Could you please attach your xorg log and the output of lspci -vn?

drees
07-14-2009, 06:25 PM
Looks like my bug https://bugs.freedesktop.org/show_bug.cgi?id=20348 is very similar to the original poster's.

In my case, Firefox or OpenOffice typically triggers it. Screen freezes up with the mouse moving jerkily a couple times a second with X using 100% cpu.

Only that that "works" for me is to disable DRI. I was thinking of trying different AGP/PCI settings since then I might be able to retain some acceleration, but if the GPU is onboard, it should be PCI by default, right? The Xorg.log doesn't seem to indicate either way.

Exershio
07-14-2009, 07:12 PM
Hmm, I think I figured this all out. In Windows XP, the ATI CCC always told me my card was running at AGP 4x, yet the memory freq was always 195mhz. Under Linux @ AGP 1x, my mem freq is 195mhz...

When I changed it to 2x in Linux, all of a sudden my mem freq was 390mhz. I think the CCC in Windows was lying to me and was really running my card at 1x the entire time despite the fact it "said" it was running at 4x. So when I ran my card at 4x under Linux, it crashes. 1x and 2x do not crash however.

Just figured I'd let you know about that if it's any help.

agd5f
07-14-2009, 07:55 PM
Hmm, I think I figured this all out. In Windows XP, the ATI CCC always told me my card was running at AGP 4x, yet the memory freq was always 195mhz. Under Linux @ AGP 1x, my mem freq is 195mhz...
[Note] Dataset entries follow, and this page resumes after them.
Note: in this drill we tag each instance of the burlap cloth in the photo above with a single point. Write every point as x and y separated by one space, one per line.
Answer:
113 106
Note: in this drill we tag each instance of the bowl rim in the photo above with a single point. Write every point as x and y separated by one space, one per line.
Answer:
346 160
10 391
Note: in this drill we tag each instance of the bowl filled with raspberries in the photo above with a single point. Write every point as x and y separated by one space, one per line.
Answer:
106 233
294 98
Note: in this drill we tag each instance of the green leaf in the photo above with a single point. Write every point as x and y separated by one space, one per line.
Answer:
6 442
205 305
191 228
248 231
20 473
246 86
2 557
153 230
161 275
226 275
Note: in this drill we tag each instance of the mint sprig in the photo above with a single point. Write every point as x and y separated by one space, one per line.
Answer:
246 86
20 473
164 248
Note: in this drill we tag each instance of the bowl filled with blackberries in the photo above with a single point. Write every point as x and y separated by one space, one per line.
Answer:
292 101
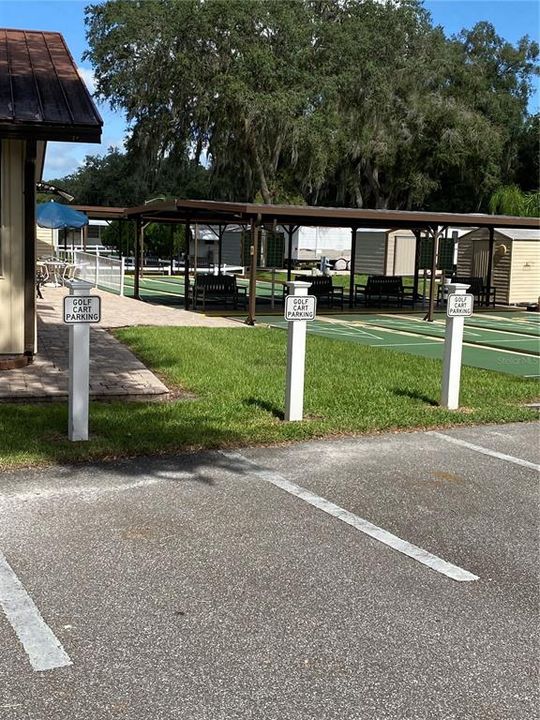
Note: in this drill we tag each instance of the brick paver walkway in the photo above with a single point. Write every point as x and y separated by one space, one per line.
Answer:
114 371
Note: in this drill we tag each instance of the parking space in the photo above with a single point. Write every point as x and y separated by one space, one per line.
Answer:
249 584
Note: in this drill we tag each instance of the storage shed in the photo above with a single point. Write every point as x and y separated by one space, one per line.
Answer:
516 262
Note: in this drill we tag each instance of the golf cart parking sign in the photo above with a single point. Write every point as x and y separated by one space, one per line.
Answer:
82 309
460 305
300 307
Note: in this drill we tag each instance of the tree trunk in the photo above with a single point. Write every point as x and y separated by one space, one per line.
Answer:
265 192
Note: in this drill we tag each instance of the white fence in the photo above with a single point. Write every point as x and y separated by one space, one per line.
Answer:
101 270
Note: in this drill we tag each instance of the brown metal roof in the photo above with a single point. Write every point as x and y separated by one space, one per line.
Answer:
99 212
206 211
42 95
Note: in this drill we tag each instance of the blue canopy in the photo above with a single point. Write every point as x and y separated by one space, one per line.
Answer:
55 215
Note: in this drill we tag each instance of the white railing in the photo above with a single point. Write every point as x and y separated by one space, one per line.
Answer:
100 270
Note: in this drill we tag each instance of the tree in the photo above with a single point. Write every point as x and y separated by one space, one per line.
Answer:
343 101
510 200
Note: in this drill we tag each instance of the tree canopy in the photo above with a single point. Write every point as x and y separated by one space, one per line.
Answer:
351 102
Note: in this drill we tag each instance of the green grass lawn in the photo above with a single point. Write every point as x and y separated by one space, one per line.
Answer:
237 377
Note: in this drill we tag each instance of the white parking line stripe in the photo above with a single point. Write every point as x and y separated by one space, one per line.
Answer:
40 643
485 451
402 546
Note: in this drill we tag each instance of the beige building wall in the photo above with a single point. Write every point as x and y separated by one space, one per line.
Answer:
525 284
12 155
400 253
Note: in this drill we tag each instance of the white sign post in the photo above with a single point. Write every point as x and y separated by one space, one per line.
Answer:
299 308
80 310
459 306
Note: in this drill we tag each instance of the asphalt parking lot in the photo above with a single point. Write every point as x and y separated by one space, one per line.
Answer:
387 577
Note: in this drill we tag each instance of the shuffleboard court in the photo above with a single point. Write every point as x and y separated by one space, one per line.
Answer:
522 342
364 333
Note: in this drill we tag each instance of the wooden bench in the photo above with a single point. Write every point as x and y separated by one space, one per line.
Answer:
217 287
321 287
381 289
483 295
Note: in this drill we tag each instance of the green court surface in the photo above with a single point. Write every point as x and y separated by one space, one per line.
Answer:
416 337
505 341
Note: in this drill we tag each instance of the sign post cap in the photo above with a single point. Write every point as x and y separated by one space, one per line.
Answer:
78 284
297 283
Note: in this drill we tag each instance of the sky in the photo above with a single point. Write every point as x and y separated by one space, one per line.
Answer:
512 19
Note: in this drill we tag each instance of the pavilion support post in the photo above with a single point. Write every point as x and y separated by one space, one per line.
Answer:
253 273
171 249
352 265
417 242
186 266
489 278
436 233
29 240
138 244
221 231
When I changed it to 2x in Linux, all of a sudden my mem freq was 390mhz. I think the CCC in Windows was lying to me and was really running my card at 1x the entire time despite the fact it "said" it was running at 4x. So when I ran my card at 4x under Linux, it crashes. 1x and 2x do not crash however.

Just figured I'd let you know about that if it's any help.

what do you mean by memory frequency? AGP mode doesn't affect the mem clocks on the card.

Exershio
07-14-2009, 11:19 PM
what do you mean by memory frequency? AGP mode doesn't affect the mem clocks on the card.

Are you sure about that? when I had AGP 1x set, my mem clock was 195mhz. When I bumped it up to 2x, it all of a sudden was reported as 390mhz (according to rovclock)

agd5f
07-14-2009, 11:56 PM
Are you sure about that? when I had AGP 1x set, my mem clock was 195mhz. When I bumped it up to 2x, it all of a sudden was reported as 390mhz (according to rovclock)

Yes, I'm sure. I wouldn't trust rovclock too much. Last time I looked at it it was pretty buggy. The actual default clocks are printed in your xorg log, e.g.,

(II) RADEON(0): ref_freq: 2700, min_out_pll: 64800, max_out_pll: 120000, min_in_pll: 600, max_in_pll: 1600, xclk: 40000, sclk: 600.000000, mclk: 500.000000

sclk is the engine clock and mclk is the memory clock.

Exershio
07-15-2009, 12:01 AM
Ah alright, I see.

(II) RADEON(0): ref_freq: 2700, min_out_pll: 20000, max_out_pll: 40000, min_in_pll: 40, max_in_pll: 3000, xclk: 19575, sclk: 250.000000, mclk: 195.750000

Off Topic: and yeah, I noticed rovclock wasn't working too well. I tried overclocking my core from 250mhz to 450mhz (perfectly stable in Windows XP), but it didn't make any difference at all to performance, as if it wasn't even doing anything.